Ceux qui auront déjà connu la tristesse de perdre un compagnon animal savent que ce chagrin ne se mesure pas au caractère humain de l'être perdu. L'auteur souligne très justement le chagrin de la perte, quelque soit l'être vivant qui nous manque : "Qui classe les raisons d'être en peine ?"

Je ne m'étendrai pas sur ce que nous, qui partageons nos vies avec un animal, redoutons tous. J'ai perdu comme tout à chacun des êtres chers, humains ou animaux. La peine de se quitter après des années de vie commune est infinie. Nos habitudes partagées à deux, vécues soudain seul, les bruits de cette présence constante soudain réduits au silence. Je n'ai jamais autant pleuré que pour un compagnon animal. Pourquoi ? Je ne saurais le dire. J'ai pourtant eu des deuils. Et les raisons de pleurer en regardant les informations sont nombreuses et graves.
Et pourtant je pleure mon animal comme je pleurais enfant, avec un coeur pur. Il n'y a pas de facheries avec un animal. On ne s'en veut pas pour des bêtises. Il n'y a pas de ressentiment. On s'aime tous deux inconditionnellement.

J'ai lu les dernières pages en pleurant, sans pouvoir me retenir. Il n'y a pas d'injonction à retenir ou cacher son chagrin pour son animal. Chaque fois que j'ai perdu un chat ou un chien, j'ai perdu un véritable ami. Les mots de Cédric Sapin-Defour m'ont touchée au coeur, se posant exactement sur ma peine. Mots qui, loin de jouer facilement sur une corde sensible, sont des bijoux d'amour ciselé. Dans sa peine apaisée, celle qui permet de sentir la présence de ceux qui nous ont quittés, l'auteur parvient à trouver cette image:
"L'enluminure, cet art d'orner les récits. D'un matériau moins clinquant que l'or, c'est cela que tu as fait et fais encore, par touches élégantes, tu embellis ma petite histoire. Notre vie commune mérite mieux que de lui trouver des mots qui font joli mais enlumineur te va si bien."

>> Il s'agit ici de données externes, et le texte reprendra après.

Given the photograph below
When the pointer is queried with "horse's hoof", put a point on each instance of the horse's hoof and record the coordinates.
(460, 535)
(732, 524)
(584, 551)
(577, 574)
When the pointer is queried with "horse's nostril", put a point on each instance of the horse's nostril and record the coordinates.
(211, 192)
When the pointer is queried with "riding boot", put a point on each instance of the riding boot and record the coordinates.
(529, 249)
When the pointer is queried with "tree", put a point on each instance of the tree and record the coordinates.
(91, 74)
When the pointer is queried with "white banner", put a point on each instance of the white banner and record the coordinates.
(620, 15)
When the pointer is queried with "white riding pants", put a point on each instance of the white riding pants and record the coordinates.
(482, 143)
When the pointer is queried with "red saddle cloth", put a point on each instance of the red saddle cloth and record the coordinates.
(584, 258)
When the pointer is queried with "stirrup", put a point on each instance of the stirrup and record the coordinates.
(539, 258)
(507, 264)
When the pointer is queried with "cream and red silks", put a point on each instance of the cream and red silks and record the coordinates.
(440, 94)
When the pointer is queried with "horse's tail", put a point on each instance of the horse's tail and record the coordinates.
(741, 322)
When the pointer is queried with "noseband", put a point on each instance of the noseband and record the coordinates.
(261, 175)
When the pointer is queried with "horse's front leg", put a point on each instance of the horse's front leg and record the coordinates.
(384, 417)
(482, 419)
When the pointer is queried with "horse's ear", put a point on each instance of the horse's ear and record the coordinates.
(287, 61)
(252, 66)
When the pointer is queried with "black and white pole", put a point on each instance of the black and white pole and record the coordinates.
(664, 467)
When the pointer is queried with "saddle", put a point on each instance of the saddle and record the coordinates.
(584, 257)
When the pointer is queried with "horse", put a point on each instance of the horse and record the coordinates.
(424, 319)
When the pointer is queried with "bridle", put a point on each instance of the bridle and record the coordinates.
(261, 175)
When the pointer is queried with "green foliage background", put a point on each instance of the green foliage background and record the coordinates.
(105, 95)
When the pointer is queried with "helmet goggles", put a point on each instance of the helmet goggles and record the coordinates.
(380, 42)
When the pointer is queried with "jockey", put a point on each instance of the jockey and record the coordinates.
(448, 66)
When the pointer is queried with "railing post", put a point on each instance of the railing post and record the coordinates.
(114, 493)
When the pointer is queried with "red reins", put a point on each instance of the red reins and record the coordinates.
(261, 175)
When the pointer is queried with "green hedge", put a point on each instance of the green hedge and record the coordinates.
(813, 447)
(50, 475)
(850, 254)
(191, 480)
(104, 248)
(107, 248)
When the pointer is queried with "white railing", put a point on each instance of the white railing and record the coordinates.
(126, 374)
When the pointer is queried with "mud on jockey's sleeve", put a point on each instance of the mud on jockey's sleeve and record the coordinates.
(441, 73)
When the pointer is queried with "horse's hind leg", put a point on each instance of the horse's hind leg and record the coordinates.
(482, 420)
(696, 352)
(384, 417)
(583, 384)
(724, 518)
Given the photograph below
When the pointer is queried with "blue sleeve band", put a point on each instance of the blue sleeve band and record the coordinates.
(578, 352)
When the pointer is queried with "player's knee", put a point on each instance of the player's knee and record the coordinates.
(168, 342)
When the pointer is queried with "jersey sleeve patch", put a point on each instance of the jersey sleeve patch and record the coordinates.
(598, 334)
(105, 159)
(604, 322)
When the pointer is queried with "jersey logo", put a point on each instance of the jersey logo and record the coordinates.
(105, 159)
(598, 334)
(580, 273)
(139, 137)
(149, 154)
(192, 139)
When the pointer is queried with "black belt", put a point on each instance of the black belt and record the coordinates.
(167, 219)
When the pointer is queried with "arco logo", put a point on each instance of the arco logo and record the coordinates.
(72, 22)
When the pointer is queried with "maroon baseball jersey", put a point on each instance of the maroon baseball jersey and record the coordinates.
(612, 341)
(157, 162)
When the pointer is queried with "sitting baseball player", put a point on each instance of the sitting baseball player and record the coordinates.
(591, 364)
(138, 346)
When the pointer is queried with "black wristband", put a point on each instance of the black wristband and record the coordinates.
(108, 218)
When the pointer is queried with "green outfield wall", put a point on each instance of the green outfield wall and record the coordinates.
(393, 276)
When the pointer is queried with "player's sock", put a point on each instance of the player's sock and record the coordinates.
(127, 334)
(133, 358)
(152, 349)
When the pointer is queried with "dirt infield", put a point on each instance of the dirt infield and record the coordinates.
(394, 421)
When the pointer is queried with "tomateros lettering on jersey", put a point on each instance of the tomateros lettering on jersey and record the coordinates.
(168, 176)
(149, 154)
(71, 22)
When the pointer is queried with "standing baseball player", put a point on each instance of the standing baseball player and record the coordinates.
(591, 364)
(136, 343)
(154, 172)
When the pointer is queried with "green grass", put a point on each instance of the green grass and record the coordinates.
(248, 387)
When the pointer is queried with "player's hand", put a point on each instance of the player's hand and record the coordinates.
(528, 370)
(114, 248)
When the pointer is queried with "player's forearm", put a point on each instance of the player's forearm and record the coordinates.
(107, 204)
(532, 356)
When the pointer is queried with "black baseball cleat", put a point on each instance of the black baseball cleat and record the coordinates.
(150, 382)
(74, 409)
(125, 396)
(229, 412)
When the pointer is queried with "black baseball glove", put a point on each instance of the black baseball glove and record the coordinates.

Il y a une grande justesse dans les mots qui peuplent ce récit. Parfois le style très poétique m'a pesé mais il a pris tout son sens et déployé toute sa finesse dans ces dernières pages qui touchent au coeur.

Et je garde au fond du mien ce magnifique passage: "Comment te dire… Si je ne le pouvais pas plus, je n'avais pas tout à fait fini de t'aimer".